Mattachine Society war die erste Homosexuellen-Organisation in den Vereinigten Staaten.
Die Organisation wurde von Harry Hay mit einigen Freunden gegründet. Die erste Gruppe traf sich am 11. November 1950 in Silver Lake in Los Angeles. Zu dieser Gruppe gehörten Harry Hay, Rudi Gernreich, Bob Hull, Chuck Rowland und Dale Jennings. Die Organisation wurde erst 1954 rechtlich eingetragen, als eine andere Gruppe die Leitung übernahm.
Mehrere andere verbundene Organisationen wurden kurz danach in anderen Städten wie San Francisco, New York City, Boston, Chicago, Denver, Philadelphia und Washington gegründet. Das vorrangige Ziel war öffentliche Akzeptanz für Homosexualität in der Gesellschaft zu erreichen. Im Manifest der Organisation schrieben die ersten Mitglieder:
“physiological and psychological handicaps need be no deterrent in integrating 10 percent of the world’s population towards the constructive social progress of mankind.”
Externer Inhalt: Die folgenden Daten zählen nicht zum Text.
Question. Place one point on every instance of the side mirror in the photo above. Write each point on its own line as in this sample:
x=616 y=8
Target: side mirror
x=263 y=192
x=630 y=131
„physiologische und psychologische Schwächen brauchen uns nicht davon abzuhalten, 10 Prozent der Weltbevölkerung zu einer konstruktiven sozialen Entwicklung der Menschheit hin zu integrieren.“
Die Organisation publizierte das Magazin The Mattachine Review.
Namensgebung
Der Name der Organisation Mattachine Society stammt von Harry Hay. Nach Angaben Hays beruht dieser auf einer französischen Gruppe von Maskierten der Renaissance und des Mittelalters, die er zu jener Zeit studierte, während er sich auf einen Kurs über die Geschichte populärer Musik vorbereitete. 1976 wurde Hay in einem Interview mit Jonathan Ned Katz nach dem Hintergrund des Namens befragt. Hay erwähnte die in der Renaissance bestehende französische Gruppe Sociétes Joyeux:
“One masque group was known as the ′Société Mattachine’. These societies, lifelong secret fraternities of unmarried townsmen who never performed in public unmasked, were dedicated to going out into the countryside and conducting dances and rituals during the Feast of Fools, at the Vernal Equinox. Sometimes these dance rituals, or masques, were peasant protests against oppression — with the maskers, in the people’s name, receiving the brunt of a given lord’s vicious retaliation. So we took the name Mattachine because we felt that we 1950s Gays were also a masked people, unknown and anonymous, who might become engaged in morale building and helping ourselves and others, through struggle, to move toward total redress and change.”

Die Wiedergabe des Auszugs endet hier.